Binnen welke tijdsspanne moet een IBB worden afgeleverd?

De IBB moet worden meegedeeld aan de aanvrager binnen een termijn van twee maanden vanaf de datum waarop het dossier alle nodige elementen bevat die het mogelijk maakt om een IBB af te leveren. Het College en de aanvrager kunnen in onderlinge overeenstemming deze termijn wijzigen.

Ten laatste binnen vijftien werkdagen vanaf het ogenblik dat de aanvraag volledig is, licht het College de aanvrager in over de vastgestelde antwoordtermijn.

Zo wordt er zorg voor gedragen dat de vraagstellers snel een antwoord krijgen.

Hoe worden de IBB’s gepubliceerd?

De IBB’s worden op anonieme wijze gepubliceerd op de website van de CBN.

Op welke manier kan een IBB worden aangevraagd, en wat moet zij bevatten?

De aanvraag om een IBB wordt schriftelijk gericht aan het College (via dit formulier). Zij moet gemotiveerd zijn en ondertekend zijn door een persoon die daartoe gemachtigd is door de aanvrager.

Zij moet bevatten:

  • de identiteit van de aanvrager en, in voorkomend geval, die van de betrokken partijen en derden;
  • de beschrijving van de activiteiten van de aanvrager;
  • de volledige beschrijving van de bijzondere situatie of verrichting;
  • de verwijzing naar de wettelijke of reglementaire bepalingen waarop het antwoord moet slaan.

De aanvraag bevat, in voorkomend geval, een volledige kopie van de aanvragen die voor hetzelfde onderwerp werden ingediend bij een overheid, en van de beslissingen met betrekking tot deze aanvragen.

Zolang het College geen antwoord heeft gegeven, moet de aanvraag worden aangevuld met elk nieuw element dat betrekking heeft op de voorgenomen situatie of verrichting.

Rond welke materie kan een aanvraag worden ingediend bij het College?
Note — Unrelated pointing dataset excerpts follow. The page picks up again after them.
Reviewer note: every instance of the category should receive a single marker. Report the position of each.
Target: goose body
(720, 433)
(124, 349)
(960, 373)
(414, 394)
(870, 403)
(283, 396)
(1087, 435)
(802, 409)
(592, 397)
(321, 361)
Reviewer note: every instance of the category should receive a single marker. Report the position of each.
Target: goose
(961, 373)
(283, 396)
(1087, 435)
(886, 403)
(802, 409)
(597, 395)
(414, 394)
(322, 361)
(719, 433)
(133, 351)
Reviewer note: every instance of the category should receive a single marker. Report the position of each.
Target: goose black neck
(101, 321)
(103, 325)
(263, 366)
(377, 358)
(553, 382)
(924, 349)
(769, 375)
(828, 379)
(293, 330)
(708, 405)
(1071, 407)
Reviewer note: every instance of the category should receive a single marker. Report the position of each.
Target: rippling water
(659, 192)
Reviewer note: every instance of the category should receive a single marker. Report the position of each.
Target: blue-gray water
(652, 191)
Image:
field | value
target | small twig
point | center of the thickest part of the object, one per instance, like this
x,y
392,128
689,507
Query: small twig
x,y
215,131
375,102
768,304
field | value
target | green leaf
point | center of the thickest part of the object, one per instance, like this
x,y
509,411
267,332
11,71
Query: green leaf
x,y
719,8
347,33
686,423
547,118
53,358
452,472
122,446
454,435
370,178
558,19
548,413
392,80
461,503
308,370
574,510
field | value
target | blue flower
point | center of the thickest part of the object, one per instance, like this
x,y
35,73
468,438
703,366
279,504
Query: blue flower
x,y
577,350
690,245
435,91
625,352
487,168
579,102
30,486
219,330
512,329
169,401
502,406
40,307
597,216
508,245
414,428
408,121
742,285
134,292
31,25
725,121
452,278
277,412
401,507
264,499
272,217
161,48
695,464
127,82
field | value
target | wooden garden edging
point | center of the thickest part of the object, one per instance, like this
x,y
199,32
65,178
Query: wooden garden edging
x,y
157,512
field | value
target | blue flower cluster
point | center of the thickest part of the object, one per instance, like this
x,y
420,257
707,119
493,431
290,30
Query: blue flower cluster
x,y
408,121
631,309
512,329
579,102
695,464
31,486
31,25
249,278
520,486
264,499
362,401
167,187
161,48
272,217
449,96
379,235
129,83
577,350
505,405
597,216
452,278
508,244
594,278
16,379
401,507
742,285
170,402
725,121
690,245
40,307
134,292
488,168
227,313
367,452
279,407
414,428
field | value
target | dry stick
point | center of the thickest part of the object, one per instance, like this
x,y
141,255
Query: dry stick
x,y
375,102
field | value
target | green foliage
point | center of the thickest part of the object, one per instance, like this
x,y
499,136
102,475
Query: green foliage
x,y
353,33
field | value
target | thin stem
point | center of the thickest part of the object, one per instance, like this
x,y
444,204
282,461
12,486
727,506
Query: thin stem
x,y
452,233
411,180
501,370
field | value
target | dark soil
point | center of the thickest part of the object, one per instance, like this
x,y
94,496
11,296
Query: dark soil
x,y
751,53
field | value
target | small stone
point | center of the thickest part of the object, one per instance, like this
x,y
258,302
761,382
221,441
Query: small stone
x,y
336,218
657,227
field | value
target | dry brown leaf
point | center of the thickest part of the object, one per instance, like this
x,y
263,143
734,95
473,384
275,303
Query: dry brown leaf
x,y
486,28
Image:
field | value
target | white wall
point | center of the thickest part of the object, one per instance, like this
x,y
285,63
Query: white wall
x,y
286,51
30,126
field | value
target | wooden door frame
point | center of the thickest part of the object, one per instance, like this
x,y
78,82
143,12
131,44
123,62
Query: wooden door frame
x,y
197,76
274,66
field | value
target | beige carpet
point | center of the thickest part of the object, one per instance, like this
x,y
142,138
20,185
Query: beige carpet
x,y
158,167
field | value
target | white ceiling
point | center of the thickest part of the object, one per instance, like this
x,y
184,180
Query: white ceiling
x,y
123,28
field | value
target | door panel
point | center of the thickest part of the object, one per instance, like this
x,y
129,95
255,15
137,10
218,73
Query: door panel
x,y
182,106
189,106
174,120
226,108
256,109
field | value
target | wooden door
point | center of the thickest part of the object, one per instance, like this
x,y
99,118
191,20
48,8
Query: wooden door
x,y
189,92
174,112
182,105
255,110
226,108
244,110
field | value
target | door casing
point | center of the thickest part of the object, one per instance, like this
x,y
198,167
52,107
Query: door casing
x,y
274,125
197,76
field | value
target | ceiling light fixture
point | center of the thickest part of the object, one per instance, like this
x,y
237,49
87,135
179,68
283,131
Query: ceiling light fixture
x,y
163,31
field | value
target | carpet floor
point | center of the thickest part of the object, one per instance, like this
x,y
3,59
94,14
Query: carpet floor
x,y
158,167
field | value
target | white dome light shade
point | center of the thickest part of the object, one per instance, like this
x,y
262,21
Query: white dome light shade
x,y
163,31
Het College is bevoegd voor vragen omtrent de toepassing van de bepalingen van het Belgische Boekhoud- en jaarrekeningenrecht. Hiermee worden bedoeld:

  • de betreffende bepalingen uit het Wetboek van Vennootschappen en de daarbijhorende uitvoeringsbesluiten;
  • de besluiten met betrekking tot de minimumindeling van het rekeningenstelsel en de boekhouding van ondernemingen;
  • de boekhoudrechtelijke bepalingen die betrekking hebben op verenigingen en stichtingen; en meer algemeen
  • elke wettelijke bepaling die rechtstreeks of bij derogatie verwijst naar het Belgisch boekhoudrecht.

De aanvraag moet steeds verwijzen naar een bijzondere situatie of verrichting, hetgeen impliceert dat zij betrekking heeft op de boekhoudrechtelijke behandeling die van toepassing is in een nauwkeurig uiteengezette situatie waarin de aanvrager zich bevindt. Dit kan betrekking hebben op een investering, een contract, een vaste inrichting in België als enige andere duidelijk omschreven situatie waarin wordt verwezen naar een concreet project waarvan de realisatie ernstig wordt overwogen.

Het mag dus niet gaan om louter theoretische vragen die enkel bij wijze van hypothese worden overwogen.